Bicara soal makna dari apa
yang disebut dengan kebenaran, maka kita bisa menyebut bahwa hal itu dengan sangat
‘mudah’ untuk digambarkan. Bisa jadi ‘benar’, bila ada segolongan yang
menyebutkan adanya ganjaran pahala yang besar pada hukum nikah mut’ah, atau
memenggal kepala setiap muslim Sunni. Begitupun tak jauh beda dengan lahirnya
pemikiran orang-orang ‘berpikiran luas’ yang beranggapan bahwa mengolok-olok
agama adalah sesuatu yang dibenarkan. Dan sebenarnya, semua itu sama saja
halnya dengan seseorang yang mengartikan istilah tuhan dengan yang tiga.
Bahkan, masih banyak lagi perihal ‘kebenaran’ yang digambarkan dengan warna dan
motif yang sedemikian rupa ragamnya. Mengatakan bahwa sesuatu itu adalah benar
sesuai dengan keyakinan yang mereka benarkan.
Islam sendiri sesungguhnya
sudah menanamkan dan mengajarkan nilai-nilai ajarannya secara menyeluruh.
Kebenaran yang terkandung di dalamnya akan senantiasa diakui selama itu semua
merupakan buah dari Alqur’an dan Sunnah, pun kemudian tidak ada yang salah dan
atau melenceng dalam penafsirannya.
Maka dari sinilah muncul suatu
gagasan penting akan urgensi seorang muslim dalam peran meluruskan makna atau
nilai dari kebenaran itu sendiri. Dan asasnya adalah pada “sumber” dari mana
datangnya kebenaran itu. Karena sudah barang tentu, bahwa Islam tidak mungkin
akan mensejajarkan pendapatnya dengan pendapat-pendapat lain yang benar-benar sudah
kelewat batas dari garis lingkaran Alquran dan Sunnah.
Agar lebih teliti dalam
memaknai nilai kebenaran itu adalah dengan meninjau bagaimana cara mereka
bersudut pandang.
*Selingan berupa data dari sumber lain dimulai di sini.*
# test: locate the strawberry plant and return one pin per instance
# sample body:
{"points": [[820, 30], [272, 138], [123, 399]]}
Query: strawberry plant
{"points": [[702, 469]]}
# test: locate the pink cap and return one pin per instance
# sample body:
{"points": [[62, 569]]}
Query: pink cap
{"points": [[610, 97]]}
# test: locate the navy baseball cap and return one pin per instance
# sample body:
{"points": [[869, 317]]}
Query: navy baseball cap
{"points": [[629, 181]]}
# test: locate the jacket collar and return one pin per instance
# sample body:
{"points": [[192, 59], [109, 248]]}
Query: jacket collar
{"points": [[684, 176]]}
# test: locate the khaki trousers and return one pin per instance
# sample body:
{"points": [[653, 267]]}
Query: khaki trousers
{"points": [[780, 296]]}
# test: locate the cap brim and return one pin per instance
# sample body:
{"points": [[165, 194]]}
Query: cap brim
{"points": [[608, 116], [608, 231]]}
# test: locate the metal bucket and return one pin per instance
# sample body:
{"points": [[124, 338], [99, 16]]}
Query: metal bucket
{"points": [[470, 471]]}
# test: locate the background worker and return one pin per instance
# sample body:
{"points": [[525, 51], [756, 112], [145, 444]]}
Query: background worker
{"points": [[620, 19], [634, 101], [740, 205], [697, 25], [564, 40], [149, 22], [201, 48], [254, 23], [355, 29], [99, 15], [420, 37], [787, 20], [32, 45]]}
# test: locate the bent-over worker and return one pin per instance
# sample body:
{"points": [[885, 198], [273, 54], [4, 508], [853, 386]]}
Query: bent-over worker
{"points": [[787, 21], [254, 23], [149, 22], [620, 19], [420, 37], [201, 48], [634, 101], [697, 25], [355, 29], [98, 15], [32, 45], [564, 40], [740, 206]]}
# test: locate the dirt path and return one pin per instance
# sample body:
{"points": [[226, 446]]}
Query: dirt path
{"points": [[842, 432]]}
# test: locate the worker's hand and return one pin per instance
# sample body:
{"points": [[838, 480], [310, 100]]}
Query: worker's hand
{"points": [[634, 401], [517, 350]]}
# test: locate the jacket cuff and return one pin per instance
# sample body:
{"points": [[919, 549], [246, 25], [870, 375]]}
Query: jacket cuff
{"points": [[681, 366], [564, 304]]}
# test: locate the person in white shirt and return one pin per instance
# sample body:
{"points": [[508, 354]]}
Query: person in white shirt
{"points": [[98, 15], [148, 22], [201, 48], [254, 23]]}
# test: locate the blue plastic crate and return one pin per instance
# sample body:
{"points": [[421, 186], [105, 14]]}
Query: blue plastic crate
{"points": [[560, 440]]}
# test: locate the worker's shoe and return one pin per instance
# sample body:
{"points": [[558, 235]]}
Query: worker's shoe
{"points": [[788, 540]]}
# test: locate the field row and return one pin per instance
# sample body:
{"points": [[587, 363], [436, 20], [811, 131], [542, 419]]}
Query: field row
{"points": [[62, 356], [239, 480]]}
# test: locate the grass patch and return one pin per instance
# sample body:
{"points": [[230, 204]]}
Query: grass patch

Banyak sekali contoh yang disebutkan dari kedua sumber utama
tersebut. Kita ambil beberapa dari yang terangkum dalam Sunnah Rasulullah SAW.
sebagai berikut:
Pertama, yaitu sebuah riwayat tentang
seorang ibu yang membawa anaknya dalam gendongan untuk berjalan-jalan. Ketika
itu, melintas di depannya seseorang pemuda yang terlihat begitu shalih dengan berpakaian
putih bersih lagi rapih. Lantas sang ibu yang kagum pun mendoakan anaknya agar
ia bisa seperti orang shalih yang dilihatnya tadi. Namun, yang terjadi
benar-benar di luar dugaan. Saat itu juga anak itu langsung membantah dengan berkata,
“Ya, Tuhanku, jangan engkau jadikan aku seperti orang itu!”
Kemudian, di lain waktu
melintas kembali seorang penunggang kuda yang tengah dikejar oleh orang banyak.
Diduga bahwa dia adalah seorang penjahat. Dan benar, pada saat itu juga lelaki
itu pun dibunuh oleh warga setempat. Melihat kejaddian tersebut, seketika sang
ibu pun berdoa lagi untuk yang kedua kalinya agar anaknya terlindung dari golongan
orang-orang seperti lelaki yang dibunuh tadi. Namun, lagi-lagi sang anak
membantah dengan berucap, ”Ya, Tuhanku, jadikan aku seperti itu pemuda itu!”
Adapun contoh riwayat
selanjutnya, yaitu tentang sahabat Rasulullah SAW. dari golongan Anshar. Ini
terjadi ketika Nabi SAW. membagikan harta yang terkumpul kepada serombongan
golongan yang kala itu mereka memang baru memeluk Islam. Beliau SAW. bukan
hanya memberi sebahagiannya saja, tapi seluruhnya merata untuk rombongan itu.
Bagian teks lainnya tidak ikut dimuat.